While I’m no longer the mind-blown teenager finding role models every summer, I felt privileged to watch former campers knock it out of the park as summer staff. Witnessing the results of young adults putting their hearts, souls, bodies and minds into creating fun and foundational experiences for all involved just never gets old.
ASHLEY GULRUD, Interim Program Director:
This year, as with the last few, an obvious challenge going into the summer was Covid. This quickly became apparent as 15 staff tested positive during staff training. I ended up struggling to figure out how to get through staff training with just over half a staff left to train while also spending some time in the kitchen making sure people got fed with our food service director being one of the many out of commission.
Even though it was not without challenges, I was grateful for the outbreak to have happened when it did. We made our changes for the first week of camp and prepared to move at full steam ahead as staff started trickling back in after their quarantines. This would, of course, only be the first challenge of the summer, and boy was it a doozy.

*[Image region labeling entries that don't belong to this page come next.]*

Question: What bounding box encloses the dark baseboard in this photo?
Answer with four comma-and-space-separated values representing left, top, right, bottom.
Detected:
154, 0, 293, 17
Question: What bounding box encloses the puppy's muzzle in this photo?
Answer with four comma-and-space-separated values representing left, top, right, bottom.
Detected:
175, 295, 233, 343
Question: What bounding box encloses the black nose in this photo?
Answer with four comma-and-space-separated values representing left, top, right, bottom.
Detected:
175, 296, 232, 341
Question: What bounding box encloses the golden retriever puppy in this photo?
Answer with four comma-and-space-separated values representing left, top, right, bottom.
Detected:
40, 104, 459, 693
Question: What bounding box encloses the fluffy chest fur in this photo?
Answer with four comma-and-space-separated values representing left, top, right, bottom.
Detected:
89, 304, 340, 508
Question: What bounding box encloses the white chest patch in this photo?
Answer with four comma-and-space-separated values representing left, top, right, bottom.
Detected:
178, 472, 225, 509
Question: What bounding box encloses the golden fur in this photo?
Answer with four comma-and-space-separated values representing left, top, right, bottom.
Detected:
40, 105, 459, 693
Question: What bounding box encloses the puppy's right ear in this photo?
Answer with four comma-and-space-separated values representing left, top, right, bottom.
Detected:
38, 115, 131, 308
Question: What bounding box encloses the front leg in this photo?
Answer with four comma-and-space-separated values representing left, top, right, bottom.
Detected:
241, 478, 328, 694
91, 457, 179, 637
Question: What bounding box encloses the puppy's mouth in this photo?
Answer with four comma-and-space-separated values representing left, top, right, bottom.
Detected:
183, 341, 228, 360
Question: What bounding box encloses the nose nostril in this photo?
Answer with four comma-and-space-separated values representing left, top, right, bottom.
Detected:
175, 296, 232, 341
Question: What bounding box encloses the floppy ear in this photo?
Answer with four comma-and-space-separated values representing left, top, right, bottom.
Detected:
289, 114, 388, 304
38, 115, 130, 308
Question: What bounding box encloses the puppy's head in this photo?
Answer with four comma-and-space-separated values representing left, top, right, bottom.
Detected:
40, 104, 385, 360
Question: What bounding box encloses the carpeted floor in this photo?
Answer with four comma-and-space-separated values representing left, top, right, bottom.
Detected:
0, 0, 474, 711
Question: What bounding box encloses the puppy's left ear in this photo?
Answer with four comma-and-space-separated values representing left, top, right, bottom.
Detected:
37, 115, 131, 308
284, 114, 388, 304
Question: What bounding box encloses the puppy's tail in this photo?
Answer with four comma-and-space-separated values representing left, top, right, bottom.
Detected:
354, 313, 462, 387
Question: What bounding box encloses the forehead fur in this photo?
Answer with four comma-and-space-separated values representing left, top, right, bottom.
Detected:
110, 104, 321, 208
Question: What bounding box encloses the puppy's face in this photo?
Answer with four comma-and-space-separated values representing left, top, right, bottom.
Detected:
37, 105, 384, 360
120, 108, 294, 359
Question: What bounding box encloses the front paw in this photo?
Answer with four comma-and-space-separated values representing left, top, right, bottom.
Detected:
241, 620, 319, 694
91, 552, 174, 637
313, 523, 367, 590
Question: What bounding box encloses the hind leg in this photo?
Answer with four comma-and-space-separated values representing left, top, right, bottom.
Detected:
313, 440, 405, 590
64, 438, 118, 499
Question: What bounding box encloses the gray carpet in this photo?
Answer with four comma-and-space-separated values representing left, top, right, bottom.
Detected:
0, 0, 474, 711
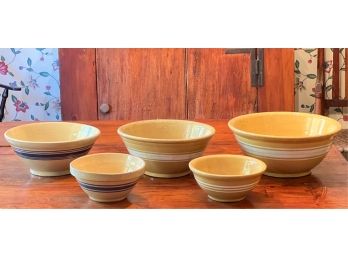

Comparatively, the rest of the summer went along without any major hitches, just the little things that pop up along the way. Not only was this my first year in the program director role, but I also took on the role of health officer as well. This put me in the position to smooth over all of the biggest bumps in the road. The staff were well equipped (even after the Covid thing) to deal with a lot of situations, but some are just too big or require my help in some way or another. From homesick campers wanting to go home to more urgent trips to the ER, I am the go-to person when situations escalate.
As a result, I’m usually not the person seeing campers at their best but at their most vulnerable. It’s not necessarily a position I like to be in, but one I’ve learned to accommodate well. Ultimately, the biggest reward is to help a camper through their situation and hear they still want to return next year. It takes patience and compassion, but that’s not too hard to come by around here.